3. Improves Self-Esteem & Body Image. “You never regret a workout” is a popular motivational saying, and it’s quite true! The endorphin boost and sense of accomplishment attained post-workout improves self-worth. A combination of our physical gains (Think: more pronounced muscles, less body fat) and improved mood helps us feel better about ourselves.

4. Strengthens the Heart. Our cardiovascular system contains one of the most important muscles in the body, the heart. Just like the other muscles in the body, exercise improves the heart’s overall function and efficacy. When the cardiovascular system works efficiently, it provides more oxygen, nutrients and energy to your body throughout the day. If you’re feeling low in the middle of the workday, take a brief walk to get the heart pumping and blood flowing to boost your energy and performance.

5. Builds Stronger Bones. Our bones thin as we age, putting us at greater risk for osteoporosis and bone fractures that can reduce our quality of life. Weight-bearing (high- or low-impact) and muscle-strengthening exercises build and strengthen the bones as well as the muscles that surround them. Nonimpact exercises like yoga or tai chi can improve balance, posture and flexibility, which may reduce exercise-related injuries.

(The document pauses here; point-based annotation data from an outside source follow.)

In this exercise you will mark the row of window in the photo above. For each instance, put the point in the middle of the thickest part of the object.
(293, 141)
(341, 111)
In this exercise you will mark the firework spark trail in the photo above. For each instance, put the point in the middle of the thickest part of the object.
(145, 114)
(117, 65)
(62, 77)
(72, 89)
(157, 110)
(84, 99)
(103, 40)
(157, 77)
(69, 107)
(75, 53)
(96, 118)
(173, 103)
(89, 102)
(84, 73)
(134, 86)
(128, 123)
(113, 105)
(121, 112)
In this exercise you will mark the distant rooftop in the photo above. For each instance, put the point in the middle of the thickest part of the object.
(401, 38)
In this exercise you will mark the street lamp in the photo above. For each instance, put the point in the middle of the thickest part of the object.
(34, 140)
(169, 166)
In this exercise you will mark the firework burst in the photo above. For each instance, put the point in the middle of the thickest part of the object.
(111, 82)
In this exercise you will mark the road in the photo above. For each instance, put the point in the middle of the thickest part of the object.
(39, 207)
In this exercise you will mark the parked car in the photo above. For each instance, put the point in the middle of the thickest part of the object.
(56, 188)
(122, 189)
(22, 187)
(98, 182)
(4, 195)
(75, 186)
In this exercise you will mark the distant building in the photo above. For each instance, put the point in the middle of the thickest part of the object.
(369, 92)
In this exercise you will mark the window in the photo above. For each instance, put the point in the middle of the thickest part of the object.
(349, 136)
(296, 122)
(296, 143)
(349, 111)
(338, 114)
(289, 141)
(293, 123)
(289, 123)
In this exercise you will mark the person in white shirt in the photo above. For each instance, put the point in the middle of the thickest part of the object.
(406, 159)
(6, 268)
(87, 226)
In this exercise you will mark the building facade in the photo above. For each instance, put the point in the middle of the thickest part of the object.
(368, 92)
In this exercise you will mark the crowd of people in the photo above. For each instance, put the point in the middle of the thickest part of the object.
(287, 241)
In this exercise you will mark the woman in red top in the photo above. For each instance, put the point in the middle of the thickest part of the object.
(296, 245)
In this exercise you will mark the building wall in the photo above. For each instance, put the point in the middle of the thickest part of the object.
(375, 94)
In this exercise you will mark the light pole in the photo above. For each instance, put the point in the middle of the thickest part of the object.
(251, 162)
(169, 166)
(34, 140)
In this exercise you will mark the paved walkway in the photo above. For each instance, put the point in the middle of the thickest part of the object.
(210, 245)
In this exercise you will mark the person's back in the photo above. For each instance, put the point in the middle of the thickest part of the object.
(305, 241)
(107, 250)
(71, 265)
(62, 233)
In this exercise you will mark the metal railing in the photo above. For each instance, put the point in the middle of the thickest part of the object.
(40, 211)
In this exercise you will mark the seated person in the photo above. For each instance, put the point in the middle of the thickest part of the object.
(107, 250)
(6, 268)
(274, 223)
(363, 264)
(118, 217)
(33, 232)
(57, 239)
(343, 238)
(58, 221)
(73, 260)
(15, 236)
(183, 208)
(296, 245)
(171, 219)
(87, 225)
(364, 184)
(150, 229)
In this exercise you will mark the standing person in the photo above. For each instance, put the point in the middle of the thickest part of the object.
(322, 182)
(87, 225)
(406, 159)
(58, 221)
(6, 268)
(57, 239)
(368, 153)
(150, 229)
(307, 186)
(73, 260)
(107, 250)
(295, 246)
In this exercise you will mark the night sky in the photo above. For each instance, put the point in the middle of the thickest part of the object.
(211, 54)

6. Promotes Quality Sleep. Exercise has been shown to reset the circadian rhythm. After a workout, the body’s internal temperature returns to baseline and signals the brain that it’s time for sleep. Try to give yourself at least an hour or two to wind down post-exercise, otherwise those endorphins can keep you going!

7. Provides a Bonding Experience with Loved Ones. With everyone buried in technology these days, it’s nice to have a reason to get out and enjoy the real world with friends and family. Take a class, walk your dogs, play a sport or go for a jog with your workout partner. Having a network of friends also helps keep you on track. It’s much easier to come up with excuses when you only have yourself to rely on.